This short piece was part of the fall arts preview for CCT.
LOL: my editors overrode the term "democrats" in the phrase "fellow democrats" (not "fellow Democrats"). The area the paper serves is big on red (forget saying "true blue" in print)), and these are times when democracy no longer exists as a generic idea, owned by Republican and Democrat and Green and Independent alike. Despite my objections, followed by my suggestions of "citizen" and "traveler", "democrat" became "celebrantor." What a fine indicator of the zeitgeist.
Mark Morris is the obvious story of any season — audiences love the man's deceptively simple dance style, which is as easy to read as a 1930s cartoon, and often as clever.
Easy or not, the power of Morris' art is that people from ages 8 to 80 can imagine letting the urge overtake them, hopping onstage and joining the dancers as they gambol through space like a population of fellow celebrantors. Viewers have their urge to dance ignited, then satisfied, by Morris' band of movers. That very kinship, unthinkable with, say, the Olympian dancers of San Francisco Ballet or Merce Cunningham's troupe, is what makes the 52-year-old choreographer, after decades of success, such a darling still.
This September, the Mark Morris Dance Group offers the West Coast premiere of its "Romeo and Juliet," evocatively subtitled "On Motifs of Shakespeare." It is a work that premiered at Bard College in New York in June and constitutes Morris' latest stab at classical rep, where some of his most ingenious ideas have taken flight.
What lured him to the project was the discovery by Princeton musicologist Simon Morrison of a new version of the sweeping Prokofiev score for the original ballet. It had lain forgotten since 1935, and was gathering dust in the Russian State Archive of Literature and Art in Moscow.
The find came complete with 10 pages of annotations by the composer, which Morris was left to interpret, and a different musical and narrative ending.
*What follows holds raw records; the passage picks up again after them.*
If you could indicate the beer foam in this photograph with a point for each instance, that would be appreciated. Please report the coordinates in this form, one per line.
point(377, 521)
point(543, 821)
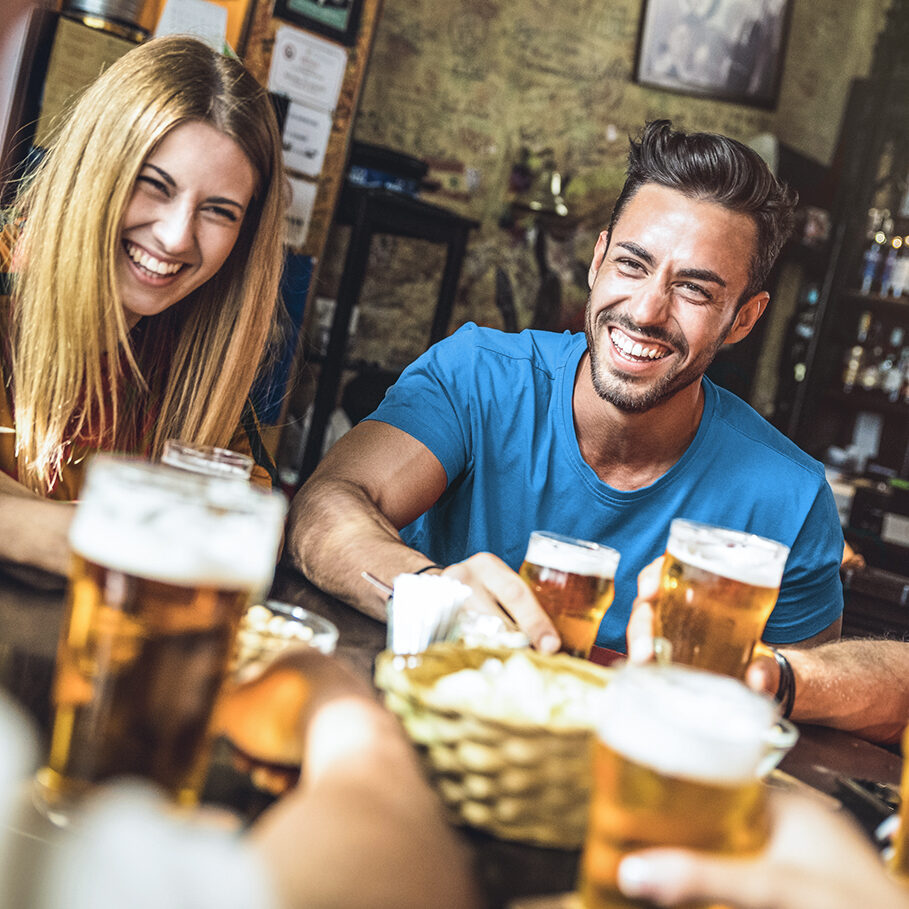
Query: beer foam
point(576, 556)
point(178, 528)
point(687, 723)
point(732, 554)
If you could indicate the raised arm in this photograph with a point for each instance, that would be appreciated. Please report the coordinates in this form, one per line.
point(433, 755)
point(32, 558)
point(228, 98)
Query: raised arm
point(345, 520)
point(861, 686)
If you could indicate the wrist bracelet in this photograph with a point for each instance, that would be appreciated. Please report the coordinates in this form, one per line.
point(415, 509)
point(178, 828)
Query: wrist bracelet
point(427, 567)
point(785, 691)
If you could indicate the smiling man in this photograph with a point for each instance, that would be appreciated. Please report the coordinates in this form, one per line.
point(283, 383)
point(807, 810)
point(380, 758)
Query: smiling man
point(606, 436)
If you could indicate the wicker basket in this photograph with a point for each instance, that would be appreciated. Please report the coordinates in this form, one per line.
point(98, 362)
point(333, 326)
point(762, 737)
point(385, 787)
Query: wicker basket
point(518, 780)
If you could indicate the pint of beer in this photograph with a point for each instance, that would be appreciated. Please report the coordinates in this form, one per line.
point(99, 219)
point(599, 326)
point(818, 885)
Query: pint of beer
point(898, 861)
point(164, 564)
point(678, 761)
point(574, 582)
point(717, 590)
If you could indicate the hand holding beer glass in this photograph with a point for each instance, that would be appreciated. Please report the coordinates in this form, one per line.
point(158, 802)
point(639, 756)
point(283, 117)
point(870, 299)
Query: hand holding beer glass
point(164, 564)
point(574, 582)
point(679, 761)
point(717, 590)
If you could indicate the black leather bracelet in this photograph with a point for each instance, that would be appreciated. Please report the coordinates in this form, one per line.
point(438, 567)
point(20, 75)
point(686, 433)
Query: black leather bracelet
point(785, 691)
point(427, 567)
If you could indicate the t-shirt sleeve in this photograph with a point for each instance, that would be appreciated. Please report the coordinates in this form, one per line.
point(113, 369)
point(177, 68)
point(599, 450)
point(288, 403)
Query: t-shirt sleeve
point(432, 400)
point(811, 595)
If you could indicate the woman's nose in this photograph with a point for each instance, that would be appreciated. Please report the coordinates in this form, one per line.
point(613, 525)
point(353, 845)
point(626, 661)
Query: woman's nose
point(174, 228)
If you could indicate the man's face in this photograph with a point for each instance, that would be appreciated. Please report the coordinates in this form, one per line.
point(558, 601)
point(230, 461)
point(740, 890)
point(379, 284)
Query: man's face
point(663, 295)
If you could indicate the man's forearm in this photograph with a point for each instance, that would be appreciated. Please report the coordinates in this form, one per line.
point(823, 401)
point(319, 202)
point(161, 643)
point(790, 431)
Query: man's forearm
point(337, 532)
point(861, 686)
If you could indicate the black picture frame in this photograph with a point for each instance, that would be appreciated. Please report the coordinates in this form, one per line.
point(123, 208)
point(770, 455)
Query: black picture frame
point(335, 19)
point(723, 50)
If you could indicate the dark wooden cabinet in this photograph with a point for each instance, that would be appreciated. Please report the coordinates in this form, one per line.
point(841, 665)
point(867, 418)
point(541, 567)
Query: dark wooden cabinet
point(873, 178)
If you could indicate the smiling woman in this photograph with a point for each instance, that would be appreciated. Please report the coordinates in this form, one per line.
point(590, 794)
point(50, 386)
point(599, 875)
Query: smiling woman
point(146, 257)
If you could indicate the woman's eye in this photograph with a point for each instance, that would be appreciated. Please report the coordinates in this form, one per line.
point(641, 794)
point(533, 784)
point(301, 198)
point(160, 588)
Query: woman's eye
point(153, 183)
point(225, 213)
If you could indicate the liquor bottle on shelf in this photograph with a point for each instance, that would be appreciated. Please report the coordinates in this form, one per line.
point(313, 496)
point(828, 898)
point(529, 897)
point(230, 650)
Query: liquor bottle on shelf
point(878, 221)
point(900, 280)
point(891, 264)
point(898, 378)
point(855, 356)
point(889, 367)
point(869, 374)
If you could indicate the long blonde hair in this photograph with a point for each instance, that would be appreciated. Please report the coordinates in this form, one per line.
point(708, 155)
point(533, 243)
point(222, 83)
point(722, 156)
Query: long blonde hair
point(195, 362)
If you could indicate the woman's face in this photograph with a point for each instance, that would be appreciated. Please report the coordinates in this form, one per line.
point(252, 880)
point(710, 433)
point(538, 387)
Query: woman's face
point(183, 219)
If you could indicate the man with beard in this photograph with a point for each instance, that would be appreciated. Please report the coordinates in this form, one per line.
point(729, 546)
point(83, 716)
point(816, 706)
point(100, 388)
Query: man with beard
point(605, 436)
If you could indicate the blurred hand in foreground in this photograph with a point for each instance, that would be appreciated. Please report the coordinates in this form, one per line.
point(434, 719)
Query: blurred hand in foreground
point(815, 858)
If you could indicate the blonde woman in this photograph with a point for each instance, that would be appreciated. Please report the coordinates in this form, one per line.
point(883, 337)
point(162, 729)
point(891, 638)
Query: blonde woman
point(144, 269)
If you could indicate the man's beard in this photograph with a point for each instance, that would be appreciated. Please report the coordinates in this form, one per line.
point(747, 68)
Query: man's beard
point(634, 394)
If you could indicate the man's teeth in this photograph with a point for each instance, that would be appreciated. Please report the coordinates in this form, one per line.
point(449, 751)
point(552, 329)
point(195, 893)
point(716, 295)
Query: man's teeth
point(149, 263)
point(635, 348)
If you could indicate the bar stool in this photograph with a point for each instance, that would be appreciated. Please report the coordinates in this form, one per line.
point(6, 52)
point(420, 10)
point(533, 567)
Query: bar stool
point(369, 211)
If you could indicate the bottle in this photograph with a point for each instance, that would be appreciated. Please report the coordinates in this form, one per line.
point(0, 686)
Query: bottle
point(898, 377)
point(878, 221)
point(869, 375)
point(890, 266)
point(900, 279)
point(855, 356)
point(889, 367)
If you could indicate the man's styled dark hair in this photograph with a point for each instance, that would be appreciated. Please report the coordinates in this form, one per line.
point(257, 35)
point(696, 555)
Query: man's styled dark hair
point(717, 169)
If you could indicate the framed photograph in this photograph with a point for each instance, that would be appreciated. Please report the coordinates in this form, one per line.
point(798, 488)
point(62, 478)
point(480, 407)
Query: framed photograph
point(721, 49)
point(336, 19)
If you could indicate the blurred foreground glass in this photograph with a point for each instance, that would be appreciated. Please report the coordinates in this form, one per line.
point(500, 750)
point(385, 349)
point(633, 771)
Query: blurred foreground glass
point(717, 590)
point(679, 760)
point(164, 564)
point(899, 860)
point(574, 582)
point(208, 460)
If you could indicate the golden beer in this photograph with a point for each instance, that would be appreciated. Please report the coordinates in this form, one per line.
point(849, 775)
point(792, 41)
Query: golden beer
point(574, 582)
point(898, 862)
point(678, 762)
point(718, 588)
point(164, 565)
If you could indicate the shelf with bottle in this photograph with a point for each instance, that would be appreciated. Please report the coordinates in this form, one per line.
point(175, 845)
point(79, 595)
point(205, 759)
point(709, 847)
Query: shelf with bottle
point(876, 364)
point(884, 271)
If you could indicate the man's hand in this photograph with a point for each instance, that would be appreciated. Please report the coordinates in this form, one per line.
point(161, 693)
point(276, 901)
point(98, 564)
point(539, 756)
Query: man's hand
point(497, 589)
point(814, 858)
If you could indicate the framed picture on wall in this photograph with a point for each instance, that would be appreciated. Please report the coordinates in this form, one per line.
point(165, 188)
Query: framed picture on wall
point(336, 19)
point(721, 49)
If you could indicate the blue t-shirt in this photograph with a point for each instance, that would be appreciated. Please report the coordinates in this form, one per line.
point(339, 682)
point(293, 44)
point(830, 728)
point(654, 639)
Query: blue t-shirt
point(496, 410)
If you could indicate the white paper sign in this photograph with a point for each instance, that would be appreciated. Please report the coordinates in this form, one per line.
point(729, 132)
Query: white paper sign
point(306, 133)
point(307, 69)
point(205, 20)
point(300, 210)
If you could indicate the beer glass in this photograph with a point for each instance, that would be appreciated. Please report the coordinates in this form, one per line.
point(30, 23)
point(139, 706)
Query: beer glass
point(206, 459)
point(678, 761)
point(164, 564)
point(898, 862)
point(574, 582)
point(717, 590)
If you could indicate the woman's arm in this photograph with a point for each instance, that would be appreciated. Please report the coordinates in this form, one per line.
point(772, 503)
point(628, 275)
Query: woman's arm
point(33, 531)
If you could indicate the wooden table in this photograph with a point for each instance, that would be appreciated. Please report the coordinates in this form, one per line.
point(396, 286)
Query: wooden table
point(29, 625)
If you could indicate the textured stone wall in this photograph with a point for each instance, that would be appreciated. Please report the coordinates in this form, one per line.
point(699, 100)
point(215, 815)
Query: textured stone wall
point(472, 83)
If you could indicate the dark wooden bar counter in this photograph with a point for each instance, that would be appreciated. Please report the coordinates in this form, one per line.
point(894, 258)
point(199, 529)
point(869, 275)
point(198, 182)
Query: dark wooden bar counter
point(822, 759)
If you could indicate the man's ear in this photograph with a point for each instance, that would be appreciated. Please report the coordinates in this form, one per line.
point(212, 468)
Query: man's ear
point(599, 253)
point(746, 318)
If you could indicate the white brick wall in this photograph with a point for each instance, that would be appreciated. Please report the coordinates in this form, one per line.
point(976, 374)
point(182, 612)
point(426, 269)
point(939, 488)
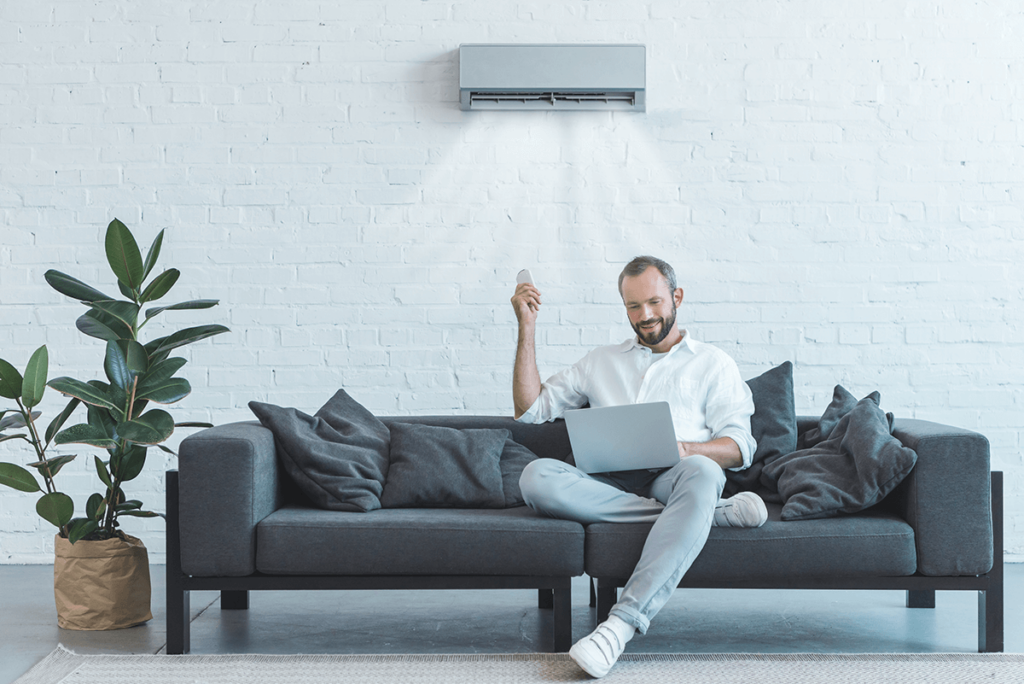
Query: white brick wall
point(840, 184)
Rather than a crypt, Prokofiev rebelliously sets the final scene in Juliet's bedroom and poses a romantically happy ending. Stalin's censors smelled subversion and kept the original from seeing light--love is a dangerous weapon to tyrannical regimes.
After Morris studied the score, he created a pared-down dance, which stands in contrast to the often-heavy Byzantine approach choreographers take to the Shakespeare tragedy. According to the Village Voice's Deborah Jowitt, Morris forgoes the pomp and cleaves toward a vocabulary of simple walks, clasps and iconic gestures. The result is spare yet hearty, and Verona is made a place where violence is not epic but ordinary, like love.
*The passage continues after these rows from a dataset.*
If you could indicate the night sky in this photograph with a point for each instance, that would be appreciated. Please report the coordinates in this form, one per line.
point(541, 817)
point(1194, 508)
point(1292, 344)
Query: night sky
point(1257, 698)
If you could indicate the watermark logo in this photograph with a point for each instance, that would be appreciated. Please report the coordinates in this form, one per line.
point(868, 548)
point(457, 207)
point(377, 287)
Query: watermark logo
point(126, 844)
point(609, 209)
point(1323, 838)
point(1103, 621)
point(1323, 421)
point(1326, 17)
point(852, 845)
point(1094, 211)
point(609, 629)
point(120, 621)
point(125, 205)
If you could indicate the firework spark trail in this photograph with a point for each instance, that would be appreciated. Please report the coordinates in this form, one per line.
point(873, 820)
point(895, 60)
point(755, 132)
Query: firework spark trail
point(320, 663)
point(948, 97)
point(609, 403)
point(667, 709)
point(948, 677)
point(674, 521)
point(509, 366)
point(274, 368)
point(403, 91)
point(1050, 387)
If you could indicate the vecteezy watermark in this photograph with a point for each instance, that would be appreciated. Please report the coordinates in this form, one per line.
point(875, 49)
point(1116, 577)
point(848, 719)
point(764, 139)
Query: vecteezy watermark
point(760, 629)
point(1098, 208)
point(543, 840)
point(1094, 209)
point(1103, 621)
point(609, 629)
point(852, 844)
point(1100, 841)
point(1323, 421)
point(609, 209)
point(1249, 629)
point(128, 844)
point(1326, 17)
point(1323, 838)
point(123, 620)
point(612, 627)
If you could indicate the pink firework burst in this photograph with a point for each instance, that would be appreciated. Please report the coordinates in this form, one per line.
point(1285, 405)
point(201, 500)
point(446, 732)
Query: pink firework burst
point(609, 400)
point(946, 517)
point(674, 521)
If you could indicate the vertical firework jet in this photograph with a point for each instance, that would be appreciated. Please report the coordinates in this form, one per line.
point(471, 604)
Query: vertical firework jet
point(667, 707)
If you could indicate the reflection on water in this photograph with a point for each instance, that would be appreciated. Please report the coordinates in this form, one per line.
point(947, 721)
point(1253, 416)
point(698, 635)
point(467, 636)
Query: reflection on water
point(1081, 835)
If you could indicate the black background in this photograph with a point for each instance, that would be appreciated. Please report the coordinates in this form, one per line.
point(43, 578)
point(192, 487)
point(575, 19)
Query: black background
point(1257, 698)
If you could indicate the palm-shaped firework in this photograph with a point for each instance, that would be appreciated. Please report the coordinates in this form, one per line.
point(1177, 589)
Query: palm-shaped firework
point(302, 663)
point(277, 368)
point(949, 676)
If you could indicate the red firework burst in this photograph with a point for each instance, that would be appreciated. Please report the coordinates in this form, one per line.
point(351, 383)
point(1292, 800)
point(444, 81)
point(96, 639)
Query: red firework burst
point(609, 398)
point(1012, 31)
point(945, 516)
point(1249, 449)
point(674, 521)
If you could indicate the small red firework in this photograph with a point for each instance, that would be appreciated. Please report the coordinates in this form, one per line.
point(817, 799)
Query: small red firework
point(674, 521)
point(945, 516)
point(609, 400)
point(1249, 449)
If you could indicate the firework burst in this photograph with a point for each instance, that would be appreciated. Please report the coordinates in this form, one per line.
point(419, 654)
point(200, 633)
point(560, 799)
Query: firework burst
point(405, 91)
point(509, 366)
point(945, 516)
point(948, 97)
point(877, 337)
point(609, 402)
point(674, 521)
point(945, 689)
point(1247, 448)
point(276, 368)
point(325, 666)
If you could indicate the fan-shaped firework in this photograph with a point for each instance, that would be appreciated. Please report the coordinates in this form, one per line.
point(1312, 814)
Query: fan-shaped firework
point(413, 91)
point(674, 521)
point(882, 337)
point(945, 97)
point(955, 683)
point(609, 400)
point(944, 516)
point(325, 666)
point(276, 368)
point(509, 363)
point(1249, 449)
As a drama that celebrates passion, Morris's work is a love letter to our tribally violent world. But in its Berkeley context, it is even something more. It brings outgoing Cal Performances director Robert Cole a warm, optimistic goodbye. Cole, who made the Morris Dance Group Berkeley's closest thing to a dance company in residence, was an early adopter of the troupe who endorsed Morris' vision and could often be found in the orchestra pit, conducting. It led to one of the most productive partnerships between choreographer and presenter in recent decades.
It is a parting of sweet sorrow, and Morris' "Romeo and Juliet" is an apt "So long."
Details: Sept. 25-28, Zellerbach Hall, UC Berkeley, $42-$94, 510-642-9988, www.calperfs.berkeley.edu.
Also recommended: American Ballet Theatre II, a 13-member troupe of young performers affiliated with the famed classical dance company, comes to Livermore Valley Performing Arts Center's Bankhead Theater on Sept. 21, $30-$45,925-373-6800, www.livermoreperformingarts.org.
Meredith Monk, whose sheer experimental genius makes this dancer, singer, and media artist a peerless performer, comes to Stanford University on Oct. 18 in a program titled "Songs of Ascension," $13-$30, www.livelyarts.stanford.edu, 650-725-2787. And the Merce Cunningham Dance Company promises, once again, to blow our minds with cutting-edge installations, events and concert work at UC Berkeley, Nov. 7-15, $26-$48, 510-642-9988, www.calperfs.berkeley.edu.